À la question que lui posa le philosophe François Noudelmann: «(…) Aujourd’hui il y a une préoccupation sur l’environnement. Est-ce que tu y es sensible? Est-ce qu’elle doit être pensée comme une préservation du vivant? Ou est-ce qu’on peut penser à une politique du vivant comme une participation à ce qui, du vivant, est imprédictible?», Édouard Glissant donne la réponse suivante: «(...) En ce qui concerne le vivant de la planète, je suis d’accord évidement sur les mesures que l’on peut prendre, avec ceci quand même: sommes-nous sûrs que nous connaissons les lois et les règles et les mécanismes intimes du fonctionnement du vivant de la planète? Sûrement pas. Et donc il y a là une question qui est grave (...). C’est sûr qu’il y a des choses à faire, mais sommes-nous sûrs que la planète ne se guérit pas elle-même au fur et à mesure, même si entretemps elle nous écrase? Sommes-nous sûrs que notre sort – celui des humanités – est lié au sort de la planète? Peut-être que la planète peut nous écraser et continuer à… Donc il ne faut pas à mon avis d’absolu de connaissance dans ce domaine. C’est-à-dire que là aussi, rien n’est Vrai.»

«Rien n’est Vrai, tout est vivant» est le titre de la dernière conférence que donne Édouard Glissant le 8 avril 2010 à la Maison de l’Amérique latine, et qui a donc quelque chose de testamentaire, suivie d'une discussion avec le public d’où cet échange dont je rends compte plus haut.

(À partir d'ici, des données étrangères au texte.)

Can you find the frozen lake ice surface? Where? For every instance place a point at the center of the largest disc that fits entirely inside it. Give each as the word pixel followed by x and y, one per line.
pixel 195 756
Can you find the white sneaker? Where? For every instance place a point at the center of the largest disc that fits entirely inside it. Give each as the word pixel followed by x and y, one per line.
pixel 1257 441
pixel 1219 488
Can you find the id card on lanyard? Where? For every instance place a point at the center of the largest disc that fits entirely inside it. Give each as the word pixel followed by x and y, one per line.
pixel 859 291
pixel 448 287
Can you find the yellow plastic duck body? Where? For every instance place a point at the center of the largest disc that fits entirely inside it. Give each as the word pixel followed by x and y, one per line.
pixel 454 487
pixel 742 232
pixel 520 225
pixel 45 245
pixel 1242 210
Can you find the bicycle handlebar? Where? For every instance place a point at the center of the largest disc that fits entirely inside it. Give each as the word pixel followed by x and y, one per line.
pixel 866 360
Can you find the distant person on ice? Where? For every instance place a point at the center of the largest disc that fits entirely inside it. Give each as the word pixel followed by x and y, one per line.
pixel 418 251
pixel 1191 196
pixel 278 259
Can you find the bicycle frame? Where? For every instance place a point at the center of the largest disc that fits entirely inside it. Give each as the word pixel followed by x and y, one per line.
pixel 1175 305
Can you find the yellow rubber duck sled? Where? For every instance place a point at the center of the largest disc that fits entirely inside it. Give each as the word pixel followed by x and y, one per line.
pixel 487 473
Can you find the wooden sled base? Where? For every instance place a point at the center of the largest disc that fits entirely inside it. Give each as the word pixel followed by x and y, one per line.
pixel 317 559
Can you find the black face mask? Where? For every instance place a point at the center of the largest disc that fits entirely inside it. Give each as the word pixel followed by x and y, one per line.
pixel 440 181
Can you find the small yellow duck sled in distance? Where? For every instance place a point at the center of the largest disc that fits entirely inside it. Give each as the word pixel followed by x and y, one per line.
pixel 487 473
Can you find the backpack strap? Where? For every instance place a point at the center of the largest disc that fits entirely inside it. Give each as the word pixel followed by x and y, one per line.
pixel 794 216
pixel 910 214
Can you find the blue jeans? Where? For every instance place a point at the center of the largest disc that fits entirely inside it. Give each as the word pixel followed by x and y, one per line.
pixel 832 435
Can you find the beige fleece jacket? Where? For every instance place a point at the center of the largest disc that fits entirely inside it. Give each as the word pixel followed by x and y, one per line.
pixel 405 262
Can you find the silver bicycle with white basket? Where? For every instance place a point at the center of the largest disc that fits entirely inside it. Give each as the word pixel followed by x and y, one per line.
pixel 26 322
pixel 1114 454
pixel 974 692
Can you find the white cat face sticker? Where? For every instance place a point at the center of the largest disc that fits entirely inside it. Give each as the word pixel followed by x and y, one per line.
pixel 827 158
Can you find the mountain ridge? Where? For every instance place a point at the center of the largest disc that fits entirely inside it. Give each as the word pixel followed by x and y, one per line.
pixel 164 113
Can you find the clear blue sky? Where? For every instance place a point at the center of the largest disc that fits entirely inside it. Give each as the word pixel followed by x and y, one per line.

Édouard Glissant (1928-2011) est poète et philosophe, il est né en Martinique et il est le fondateur d’un certain nombre de concepts, dont ceux d’«antillanité» et de «Tout-monde», de même qu’il invite à repenser la notion de «créolisation». Sa réflexion est un apport essentiel pour penser la mondialité aujourd’hui, qu’il oppose à la mondialisation, de même qu’il oppose le respect du divers à l’uniformisation et la standardisation. «Poète d’un monde à venir», comme il fut surnommé parfois, il est l’auteur d’une œuvre majeure qui aide à comprendre le présent et ses incertitudes.



Pour revenir à notre conférence, à l’époque où s’effectua ma rencontre avec ce texte, on se souvient que nous ne sommes qu’au début de notre découverte d’un virus qui nous surprend au point que l’on se demande si tout cela ne relève finalement pas d’un mauvais rêve. À cette époque donc j’avais été séduite par l’idée d’un mécanisme intime dans le fonctionnement du vivant que nous, en tant qu’humains, nous ne contrôlons absolument pas. De même que j’avais été séduite par l’idée d’une planète qui guérit d’elle-même et qui, au fond, n’a pas besoin de nous. Pire, qui peut nous écraser tout en guérissant. Et que donc, rien n’est moins sûr que le fait que notre sort soit lié à celui de la planète. Plutôt optimiste pour la planète, si nous devons mettre ces lignes en perspective avec la quantité de discours alarmistes concernant son devenir – «Nous sommes dans le trop tard», nous fut-il dit à la même période, peu de temps avant le déclenchement de la pandémie. Plutôt pessimiste pour la pauvre engeance qui n’en est plus à son premier avatar. Combien tout cela résonnait juste dans le contexte du Covid. Combien tout cela donnait du sens à notre vécu.

Aujourd’hui que l’épreuve du covid et de ses multiples métamorphoses n’est qu’une épreuve de plus dans notre vécu soumis à une incompréhension croissante, une seule chose de tout cela me semble à retenir, une seule chose donc est vraie, c’est que rien n’est vrai. Que la connaissance n’est pas absolue. Combien tout cela peut être déstabilisant. Mais en même temps, combien tout cela, étrangement, est apaisant. Je pense alors à ce que Glissant appelle la «pensée du tremblement». C’est la seule pensée, dit-il, qui soit susceptible de répondre à l’incertitude du monde. Les vieilles pensées de systèmes ne pouvant plus comprendre ce qu’aussi il appelle le «chaos-monde», seules les pensées incertaines de leur puissance, celles travaillées par la peur, le doute ou l’irrésolu peuvent, selon lui, saisir les bouleversements en cours. Si tout cela nous parle tant aujourd’hui, c’est bien sûr parce que le contexte s’y prête. Mais Glissant n’a pas attendu l’éclosion d’une pandémie sans précédent dans l’histoire des cent dernières années pour partager sa vision d’un monde qui est essentiellement mouvant. Sa pensée nous invite à épouser la mouvance de ce monde. Ce serait sans doute la seule posture possible, c’est-à-dire la seule susceptible de nous mettre en adéquation avec le monde et avec nous-mêmes.